Old School techniques to hide from modern-day timelines

In the past several years, there have been countless articles about timestamp altering tools and how to detect the usage of these tools. Here are some previous posts here and here.

This post is really about knowing the limitations of your tools and the assumptions you may have about them. This post is not meant to point out good or bad in any specific tools, but to highlight the need to test and fully understand what is happening with the tools you favor so you do not make a critical assumption that haunts you later.

Many examiners today rely on timelines & super timelines to get an overall view of what is happening on affected hosts. With that in mind, lets walk through a simple scenario.

Lets imagine we have imaged a hard drive and are ready to begin our analysis. Some may load the image into their favorite forensic analysis platform and at some point sort the objects by one of four timestamps associated with an NTFS volume. Over the years, many have begun to recognize the value of looking at the (4) four additional timestamps that many forensic tools don't show you, the ones in the filename attribute.  Rob Lee even did a great flow chart to see the various actions that would trigger each of the (8) eight timestamps.

Alternatively, many have opted for using timeline building tools such as log2timeline, analyzeMFT, mft2csv, etc.. etc.. to extract information from each volume's MFT (and other sources) and then display them in an overall 'view' of activity.

Lets walk through a quick example to highlight the main point of this post.

For brevity and to remove a lot of unnecessary 'noise', I will use a simple NTFS volume in this example. So simple that it only has one MFT record in addition to the default records that are created on a newly formatted volume. Here is a view of the volume in windows explorer with the single file.

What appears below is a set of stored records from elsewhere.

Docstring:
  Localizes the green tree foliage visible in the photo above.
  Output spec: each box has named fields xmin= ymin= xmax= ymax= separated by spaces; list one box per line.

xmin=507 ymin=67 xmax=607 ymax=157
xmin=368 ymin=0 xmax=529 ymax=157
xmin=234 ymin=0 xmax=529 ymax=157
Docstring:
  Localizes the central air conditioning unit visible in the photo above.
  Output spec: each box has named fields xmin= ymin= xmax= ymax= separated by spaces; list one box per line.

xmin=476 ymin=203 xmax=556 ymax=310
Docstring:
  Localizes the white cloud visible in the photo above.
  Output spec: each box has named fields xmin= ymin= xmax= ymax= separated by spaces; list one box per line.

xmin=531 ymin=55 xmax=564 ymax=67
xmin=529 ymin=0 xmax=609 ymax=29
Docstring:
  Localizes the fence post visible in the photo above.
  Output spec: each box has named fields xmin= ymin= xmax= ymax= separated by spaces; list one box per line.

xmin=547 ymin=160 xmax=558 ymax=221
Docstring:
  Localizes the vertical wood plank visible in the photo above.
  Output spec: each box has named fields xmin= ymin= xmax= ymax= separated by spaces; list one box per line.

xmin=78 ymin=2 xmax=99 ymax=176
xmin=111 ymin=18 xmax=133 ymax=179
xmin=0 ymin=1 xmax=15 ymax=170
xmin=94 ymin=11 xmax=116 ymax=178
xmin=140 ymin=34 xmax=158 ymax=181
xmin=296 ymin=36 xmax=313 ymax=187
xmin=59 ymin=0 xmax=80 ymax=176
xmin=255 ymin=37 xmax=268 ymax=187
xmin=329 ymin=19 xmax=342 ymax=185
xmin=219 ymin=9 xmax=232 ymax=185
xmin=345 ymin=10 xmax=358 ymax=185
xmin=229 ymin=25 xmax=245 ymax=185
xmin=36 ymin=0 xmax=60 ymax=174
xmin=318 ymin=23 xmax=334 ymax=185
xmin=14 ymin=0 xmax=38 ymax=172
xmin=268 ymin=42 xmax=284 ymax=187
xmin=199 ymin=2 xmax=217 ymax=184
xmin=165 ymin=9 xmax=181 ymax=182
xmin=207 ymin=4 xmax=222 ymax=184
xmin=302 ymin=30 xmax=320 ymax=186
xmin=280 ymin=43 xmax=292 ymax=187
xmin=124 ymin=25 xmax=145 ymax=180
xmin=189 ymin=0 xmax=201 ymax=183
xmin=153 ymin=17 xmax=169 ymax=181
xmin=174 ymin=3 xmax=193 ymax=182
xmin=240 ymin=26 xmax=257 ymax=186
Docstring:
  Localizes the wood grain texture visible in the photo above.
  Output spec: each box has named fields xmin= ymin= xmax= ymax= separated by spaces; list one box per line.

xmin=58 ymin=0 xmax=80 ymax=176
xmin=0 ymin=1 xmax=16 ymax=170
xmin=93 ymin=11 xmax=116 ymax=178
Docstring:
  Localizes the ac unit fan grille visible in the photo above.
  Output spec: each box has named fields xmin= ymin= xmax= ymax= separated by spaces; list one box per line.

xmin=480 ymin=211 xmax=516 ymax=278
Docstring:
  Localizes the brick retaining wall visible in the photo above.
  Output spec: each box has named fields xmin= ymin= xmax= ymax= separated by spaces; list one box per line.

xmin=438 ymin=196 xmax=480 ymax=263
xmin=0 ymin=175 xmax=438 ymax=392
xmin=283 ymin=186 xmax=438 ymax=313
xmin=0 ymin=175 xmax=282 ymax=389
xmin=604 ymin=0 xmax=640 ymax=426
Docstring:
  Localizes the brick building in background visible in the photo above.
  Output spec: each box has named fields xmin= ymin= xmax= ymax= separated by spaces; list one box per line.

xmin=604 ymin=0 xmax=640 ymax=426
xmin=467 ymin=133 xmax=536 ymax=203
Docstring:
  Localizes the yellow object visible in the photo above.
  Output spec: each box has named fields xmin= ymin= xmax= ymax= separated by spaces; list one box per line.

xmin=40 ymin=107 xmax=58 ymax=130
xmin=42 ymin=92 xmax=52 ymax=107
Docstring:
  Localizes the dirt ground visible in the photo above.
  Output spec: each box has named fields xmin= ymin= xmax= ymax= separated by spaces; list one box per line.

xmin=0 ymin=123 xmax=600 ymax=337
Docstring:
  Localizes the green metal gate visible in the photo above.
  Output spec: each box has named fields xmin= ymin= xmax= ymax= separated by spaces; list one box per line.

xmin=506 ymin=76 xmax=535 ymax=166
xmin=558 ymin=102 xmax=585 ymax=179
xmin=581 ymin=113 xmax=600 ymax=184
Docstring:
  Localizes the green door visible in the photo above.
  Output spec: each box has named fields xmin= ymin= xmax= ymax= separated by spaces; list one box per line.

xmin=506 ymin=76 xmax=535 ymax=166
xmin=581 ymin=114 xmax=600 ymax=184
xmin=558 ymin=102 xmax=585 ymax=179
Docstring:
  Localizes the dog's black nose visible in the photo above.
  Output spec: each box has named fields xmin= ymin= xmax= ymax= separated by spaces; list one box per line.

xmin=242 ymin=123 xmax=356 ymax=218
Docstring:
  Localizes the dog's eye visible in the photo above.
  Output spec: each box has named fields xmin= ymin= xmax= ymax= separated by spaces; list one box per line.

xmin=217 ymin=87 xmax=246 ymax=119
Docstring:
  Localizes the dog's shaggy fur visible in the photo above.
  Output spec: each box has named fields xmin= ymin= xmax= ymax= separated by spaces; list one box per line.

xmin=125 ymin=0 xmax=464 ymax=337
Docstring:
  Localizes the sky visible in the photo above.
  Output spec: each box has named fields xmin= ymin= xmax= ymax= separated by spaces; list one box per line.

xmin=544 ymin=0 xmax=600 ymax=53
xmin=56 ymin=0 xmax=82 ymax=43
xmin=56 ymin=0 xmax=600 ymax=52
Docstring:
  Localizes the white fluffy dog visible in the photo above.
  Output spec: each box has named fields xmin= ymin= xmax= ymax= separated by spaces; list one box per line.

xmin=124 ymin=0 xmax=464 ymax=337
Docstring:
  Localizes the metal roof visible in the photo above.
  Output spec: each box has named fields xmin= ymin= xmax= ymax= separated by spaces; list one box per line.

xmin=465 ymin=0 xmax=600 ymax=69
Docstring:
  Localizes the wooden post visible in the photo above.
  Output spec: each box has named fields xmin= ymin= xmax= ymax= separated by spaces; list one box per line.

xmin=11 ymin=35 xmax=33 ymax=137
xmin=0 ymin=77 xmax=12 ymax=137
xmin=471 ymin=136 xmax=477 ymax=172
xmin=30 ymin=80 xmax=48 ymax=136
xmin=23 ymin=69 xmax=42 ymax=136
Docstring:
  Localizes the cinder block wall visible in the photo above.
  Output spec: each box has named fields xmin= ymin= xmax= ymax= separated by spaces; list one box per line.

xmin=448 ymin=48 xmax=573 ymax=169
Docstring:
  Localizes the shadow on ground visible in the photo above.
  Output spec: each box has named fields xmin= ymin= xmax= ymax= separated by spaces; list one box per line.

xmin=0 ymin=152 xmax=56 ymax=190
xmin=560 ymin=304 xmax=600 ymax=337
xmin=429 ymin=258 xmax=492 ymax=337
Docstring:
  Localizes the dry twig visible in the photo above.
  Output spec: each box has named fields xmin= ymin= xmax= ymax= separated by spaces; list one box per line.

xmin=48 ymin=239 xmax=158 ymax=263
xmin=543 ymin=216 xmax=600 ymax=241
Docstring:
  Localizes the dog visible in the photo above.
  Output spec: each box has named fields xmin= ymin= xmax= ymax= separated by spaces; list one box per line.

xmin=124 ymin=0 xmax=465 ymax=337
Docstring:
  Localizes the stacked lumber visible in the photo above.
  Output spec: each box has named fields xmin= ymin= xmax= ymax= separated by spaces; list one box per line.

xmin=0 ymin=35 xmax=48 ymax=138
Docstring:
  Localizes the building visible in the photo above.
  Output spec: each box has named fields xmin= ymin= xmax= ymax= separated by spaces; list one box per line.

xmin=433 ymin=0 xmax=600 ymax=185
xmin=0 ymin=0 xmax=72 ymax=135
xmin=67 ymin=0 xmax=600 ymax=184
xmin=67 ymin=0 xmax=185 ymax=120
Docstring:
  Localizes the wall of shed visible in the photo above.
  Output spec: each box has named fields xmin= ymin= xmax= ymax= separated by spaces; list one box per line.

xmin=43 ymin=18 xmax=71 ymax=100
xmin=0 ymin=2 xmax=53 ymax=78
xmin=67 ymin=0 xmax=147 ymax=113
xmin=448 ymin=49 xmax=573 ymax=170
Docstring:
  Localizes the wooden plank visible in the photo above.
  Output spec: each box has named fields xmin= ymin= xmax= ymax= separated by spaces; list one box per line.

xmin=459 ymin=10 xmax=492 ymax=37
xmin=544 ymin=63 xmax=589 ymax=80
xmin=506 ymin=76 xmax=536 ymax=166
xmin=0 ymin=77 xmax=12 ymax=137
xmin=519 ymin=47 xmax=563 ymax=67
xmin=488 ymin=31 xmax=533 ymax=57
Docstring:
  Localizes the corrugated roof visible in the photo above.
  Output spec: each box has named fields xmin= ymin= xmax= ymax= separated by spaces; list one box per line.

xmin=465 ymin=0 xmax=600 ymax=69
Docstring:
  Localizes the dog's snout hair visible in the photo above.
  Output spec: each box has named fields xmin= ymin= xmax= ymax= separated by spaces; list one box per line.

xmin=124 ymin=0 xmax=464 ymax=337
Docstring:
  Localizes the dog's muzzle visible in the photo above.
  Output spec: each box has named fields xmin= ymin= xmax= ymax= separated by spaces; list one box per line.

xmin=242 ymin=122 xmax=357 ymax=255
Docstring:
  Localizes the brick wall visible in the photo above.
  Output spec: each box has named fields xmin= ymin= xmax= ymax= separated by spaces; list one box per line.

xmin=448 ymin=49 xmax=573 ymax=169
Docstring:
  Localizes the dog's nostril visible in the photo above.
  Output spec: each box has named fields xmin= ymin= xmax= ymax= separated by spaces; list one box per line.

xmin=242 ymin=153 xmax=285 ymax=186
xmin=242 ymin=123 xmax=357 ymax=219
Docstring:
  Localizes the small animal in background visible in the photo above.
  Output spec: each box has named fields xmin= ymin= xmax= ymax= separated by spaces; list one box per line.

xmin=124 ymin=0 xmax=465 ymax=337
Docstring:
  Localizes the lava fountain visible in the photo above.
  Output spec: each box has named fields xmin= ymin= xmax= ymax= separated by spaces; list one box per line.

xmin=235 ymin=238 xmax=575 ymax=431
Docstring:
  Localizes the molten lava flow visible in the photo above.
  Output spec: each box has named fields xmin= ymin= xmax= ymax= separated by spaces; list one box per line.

At some point, I may decide to create a timeline of this volume so I can see all of the files/folders and other time-based artifacts using a tool of my choice:

And output from another tool with all (8) eight timestamps (internal NTFS records omitted from view, but nothing else):

Looks good so far.

So, I sort all the records (in this example case there are just a few) and I don't find anything with timestamps during a time period related with the incident or investigation. Hmmm... I guess I need to look elsewhere.

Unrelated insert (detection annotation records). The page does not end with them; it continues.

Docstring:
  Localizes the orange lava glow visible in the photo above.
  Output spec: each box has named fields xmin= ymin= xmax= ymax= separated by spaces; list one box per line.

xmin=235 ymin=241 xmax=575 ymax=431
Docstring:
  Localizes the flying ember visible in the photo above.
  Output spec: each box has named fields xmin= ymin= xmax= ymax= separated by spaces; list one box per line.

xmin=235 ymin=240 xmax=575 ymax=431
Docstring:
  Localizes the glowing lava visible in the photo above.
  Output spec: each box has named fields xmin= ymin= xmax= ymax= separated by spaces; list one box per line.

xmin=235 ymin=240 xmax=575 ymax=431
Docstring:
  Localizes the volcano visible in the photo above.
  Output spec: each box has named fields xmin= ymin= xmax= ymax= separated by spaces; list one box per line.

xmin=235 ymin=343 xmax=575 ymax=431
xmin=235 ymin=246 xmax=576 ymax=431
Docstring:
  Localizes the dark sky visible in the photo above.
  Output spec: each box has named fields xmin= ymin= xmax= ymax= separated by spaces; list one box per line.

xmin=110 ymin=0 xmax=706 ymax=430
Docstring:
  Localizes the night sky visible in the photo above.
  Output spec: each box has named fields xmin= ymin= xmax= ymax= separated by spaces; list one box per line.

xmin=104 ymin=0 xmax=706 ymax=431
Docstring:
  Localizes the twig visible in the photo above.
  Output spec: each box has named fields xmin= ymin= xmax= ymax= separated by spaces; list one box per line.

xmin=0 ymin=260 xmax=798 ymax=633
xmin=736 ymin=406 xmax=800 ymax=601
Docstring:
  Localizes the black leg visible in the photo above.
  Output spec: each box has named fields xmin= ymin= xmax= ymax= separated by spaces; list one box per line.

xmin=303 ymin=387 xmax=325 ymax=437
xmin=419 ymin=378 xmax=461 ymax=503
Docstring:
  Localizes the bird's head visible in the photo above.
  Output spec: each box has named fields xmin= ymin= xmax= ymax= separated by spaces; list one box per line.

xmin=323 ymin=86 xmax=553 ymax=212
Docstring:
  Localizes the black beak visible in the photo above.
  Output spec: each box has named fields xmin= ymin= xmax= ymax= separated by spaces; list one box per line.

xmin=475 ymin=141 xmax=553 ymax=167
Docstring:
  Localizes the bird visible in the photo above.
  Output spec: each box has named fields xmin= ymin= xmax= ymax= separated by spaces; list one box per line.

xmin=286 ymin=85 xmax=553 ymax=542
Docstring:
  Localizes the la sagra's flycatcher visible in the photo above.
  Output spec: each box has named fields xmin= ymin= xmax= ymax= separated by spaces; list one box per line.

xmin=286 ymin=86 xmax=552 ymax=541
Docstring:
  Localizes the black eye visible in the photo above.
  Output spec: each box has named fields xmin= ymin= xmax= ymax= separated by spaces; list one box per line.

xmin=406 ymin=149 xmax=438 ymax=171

What I don't know is that the attacker has used an old school trick to hide his tool and its not being displayed in my timeline.

Alternate Data Streams

Alternate Data Streams (ADS) have been a feature of NTFS since it was first introduced in Windows 2000. They are most commonly used by the operating system itself, but otherwise they are not used much from a user perspective. In fact, the Windows GUI does not even let you see these streams without third party tools.

An alternate data stream is nothing more than an additional stream of data in a single MFT record (normally, a MFT record is one entry/record for each file/folder on the volume, but in this case it is one record to many files).

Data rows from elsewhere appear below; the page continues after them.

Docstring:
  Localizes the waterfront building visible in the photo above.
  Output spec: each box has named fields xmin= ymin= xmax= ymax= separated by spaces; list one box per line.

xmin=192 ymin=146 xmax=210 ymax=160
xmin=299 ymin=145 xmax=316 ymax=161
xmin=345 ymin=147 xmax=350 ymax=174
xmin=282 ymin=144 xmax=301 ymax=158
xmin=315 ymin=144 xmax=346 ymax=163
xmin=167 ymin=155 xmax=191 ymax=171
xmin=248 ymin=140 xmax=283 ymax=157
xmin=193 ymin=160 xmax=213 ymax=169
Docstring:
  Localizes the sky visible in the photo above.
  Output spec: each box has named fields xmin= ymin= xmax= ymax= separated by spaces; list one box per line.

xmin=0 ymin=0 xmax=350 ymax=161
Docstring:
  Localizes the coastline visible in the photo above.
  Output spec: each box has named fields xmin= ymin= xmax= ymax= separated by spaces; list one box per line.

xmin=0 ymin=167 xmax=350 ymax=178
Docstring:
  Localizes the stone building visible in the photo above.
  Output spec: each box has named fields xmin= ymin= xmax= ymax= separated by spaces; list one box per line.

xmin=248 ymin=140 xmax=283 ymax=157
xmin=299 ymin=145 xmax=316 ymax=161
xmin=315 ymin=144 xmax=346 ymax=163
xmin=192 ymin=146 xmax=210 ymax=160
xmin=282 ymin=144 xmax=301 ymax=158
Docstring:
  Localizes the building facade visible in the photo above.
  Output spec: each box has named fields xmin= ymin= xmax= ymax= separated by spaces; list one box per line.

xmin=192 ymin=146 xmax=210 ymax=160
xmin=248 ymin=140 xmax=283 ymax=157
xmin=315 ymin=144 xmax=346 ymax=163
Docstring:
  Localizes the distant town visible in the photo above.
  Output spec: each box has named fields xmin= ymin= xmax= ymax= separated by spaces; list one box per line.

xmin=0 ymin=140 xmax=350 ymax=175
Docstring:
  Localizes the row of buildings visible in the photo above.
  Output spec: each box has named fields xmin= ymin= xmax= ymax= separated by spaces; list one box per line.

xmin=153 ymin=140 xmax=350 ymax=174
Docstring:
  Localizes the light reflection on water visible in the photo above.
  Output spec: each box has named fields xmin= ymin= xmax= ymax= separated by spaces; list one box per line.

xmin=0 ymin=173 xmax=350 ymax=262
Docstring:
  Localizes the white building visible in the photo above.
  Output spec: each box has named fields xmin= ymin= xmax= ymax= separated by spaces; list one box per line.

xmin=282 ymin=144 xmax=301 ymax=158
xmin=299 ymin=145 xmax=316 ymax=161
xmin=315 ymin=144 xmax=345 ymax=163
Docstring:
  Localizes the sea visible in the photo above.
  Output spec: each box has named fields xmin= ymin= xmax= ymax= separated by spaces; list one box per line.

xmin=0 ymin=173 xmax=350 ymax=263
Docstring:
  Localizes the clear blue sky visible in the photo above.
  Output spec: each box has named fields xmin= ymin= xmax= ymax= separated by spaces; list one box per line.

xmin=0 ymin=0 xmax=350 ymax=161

An MFT record can have infinite number  (confined by the limitations of a single MFT record) of streams. This means a single MFT record can have multiple files associated with it. The initial file is the controlling file and the one that creates the MFT record initially. It also is the file responsible for populating the $Standard information and $Filename attributes with the associated metadata. Delete the initial file and all the streams go away as well. Copy the file from an NTFS volume to another NTFS volume and the alternate data stream(s) also go with it.

Earlier I said every file/folder on an NTFS volume has (8) eight time stamps, but that's not entirely accurate.

Data in an alternate data stream is a called "named stream" and it is stored entirely within the $Data attribute of an MFT record, therefore it does not have its own $Standard Information attribute or $Filename attribute. The alternate data stream piggybacks on the controlling (initial) file's SIA and FN Attributes. Therefore, any file in an ADS has no timestamps associated with the stream data itself.

What does this mean?

Well, if I put my malicious tool (putty in this example) into an ADS:

None of its original timestamps are 'transferred' or recorded in the new stream. Depending on the tool you use to create a timeline, that malicious file may not even be found/listed (as shown in the two previous examples), therefore it won't even show up in a sorted timeline.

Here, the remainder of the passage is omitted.